In der Stockholmer EU-Antiseuchenbehörde ECDC (European centre for disease prevention and control) geht es bei den rund 200 Mitarbeitern seit Wochenbeginn hektisch zu. Das 2005 gegründete Institut liegt auf dem Gelände des Karolinska Universitätskrankenhauses, das jedes Jahr die Medizinnobelpreise vergibt.

In einem nüchternen, verglasten Büroraum führen ECDC-Beamte und Wissenschaftler Telefonkonferenzen mit allen zuständigen nationalen Gesundheitsbehörden, Pharmakonzernen und in anderen Ländern sitzenden Virologen.

"Wie gefährlich die Situation wirklich ist, kann man jetzt nicht sagen.

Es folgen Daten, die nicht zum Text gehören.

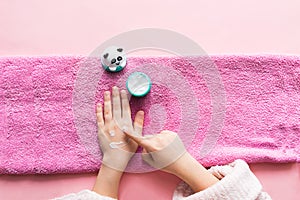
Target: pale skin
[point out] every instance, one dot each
(117, 113)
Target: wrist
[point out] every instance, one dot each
(193, 173)
(107, 182)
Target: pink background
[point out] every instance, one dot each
(75, 27)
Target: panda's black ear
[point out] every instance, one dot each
(105, 55)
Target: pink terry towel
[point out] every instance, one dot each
(47, 116)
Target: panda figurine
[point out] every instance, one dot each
(113, 59)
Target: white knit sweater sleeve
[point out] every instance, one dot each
(236, 182)
(84, 194)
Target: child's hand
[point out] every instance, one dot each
(116, 147)
(160, 150)
(165, 151)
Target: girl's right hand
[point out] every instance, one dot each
(160, 150)
(165, 151)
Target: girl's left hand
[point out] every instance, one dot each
(116, 147)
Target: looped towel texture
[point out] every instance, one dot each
(48, 123)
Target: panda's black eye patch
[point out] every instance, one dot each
(113, 61)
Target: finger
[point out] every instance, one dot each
(99, 114)
(139, 122)
(116, 103)
(107, 107)
(137, 139)
(126, 112)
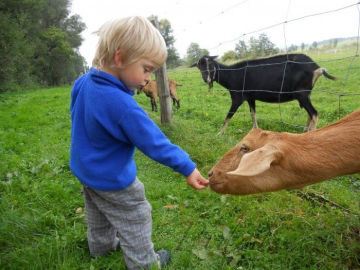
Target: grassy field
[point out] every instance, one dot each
(42, 222)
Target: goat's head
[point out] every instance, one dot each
(207, 66)
(252, 166)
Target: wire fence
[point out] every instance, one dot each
(352, 66)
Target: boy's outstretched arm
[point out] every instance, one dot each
(196, 180)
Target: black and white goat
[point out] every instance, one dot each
(275, 79)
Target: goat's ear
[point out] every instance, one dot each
(257, 162)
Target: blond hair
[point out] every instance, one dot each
(135, 37)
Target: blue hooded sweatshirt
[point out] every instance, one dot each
(107, 124)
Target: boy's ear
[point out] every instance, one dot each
(118, 59)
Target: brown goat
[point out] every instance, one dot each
(152, 92)
(268, 161)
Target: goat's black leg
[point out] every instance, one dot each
(252, 107)
(305, 103)
(234, 106)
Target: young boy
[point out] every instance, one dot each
(107, 125)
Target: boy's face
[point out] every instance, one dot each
(137, 74)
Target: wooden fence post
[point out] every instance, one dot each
(166, 111)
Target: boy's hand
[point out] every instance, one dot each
(196, 180)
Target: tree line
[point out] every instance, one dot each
(39, 43)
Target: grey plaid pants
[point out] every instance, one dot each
(125, 216)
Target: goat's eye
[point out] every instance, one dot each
(244, 149)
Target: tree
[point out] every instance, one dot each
(241, 50)
(302, 46)
(173, 59)
(194, 52)
(39, 43)
(229, 55)
(314, 45)
(257, 47)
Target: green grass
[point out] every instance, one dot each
(41, 226)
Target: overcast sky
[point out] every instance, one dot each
(218, 25)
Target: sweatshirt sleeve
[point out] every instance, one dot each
(149, 139)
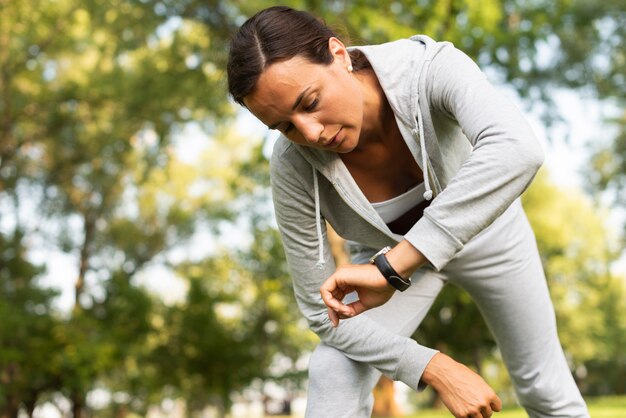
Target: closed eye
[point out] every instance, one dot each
(312, 106)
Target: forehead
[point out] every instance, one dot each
(280, 85)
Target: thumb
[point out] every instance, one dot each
(496, 404)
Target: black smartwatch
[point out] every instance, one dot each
(390, 274)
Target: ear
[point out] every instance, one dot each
(339, 51)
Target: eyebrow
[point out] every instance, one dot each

Ich glaube, die WHO will mit ihrer höheren Risikobewertung vor allem erreichen, dass die Nationen das Problem weltweit ernst nehmen und rasch handeln", erklärt Ben Duncan, Sprecher der ECDC.

Kein Problem in Europa

In Europa sieht Duncan bisher kein Problem: "Seit 2005 hat Brüssel viel Geld in den Umgang mit solchen Situationen gesteckt." Noch bei der Vogelgrippe vor vier Jahren sei die Koordination innerhalb der EU bei weitem nicht so professionell gewesen. "Auch deshalb wurde das ECDC gegründet", sagt Duncan.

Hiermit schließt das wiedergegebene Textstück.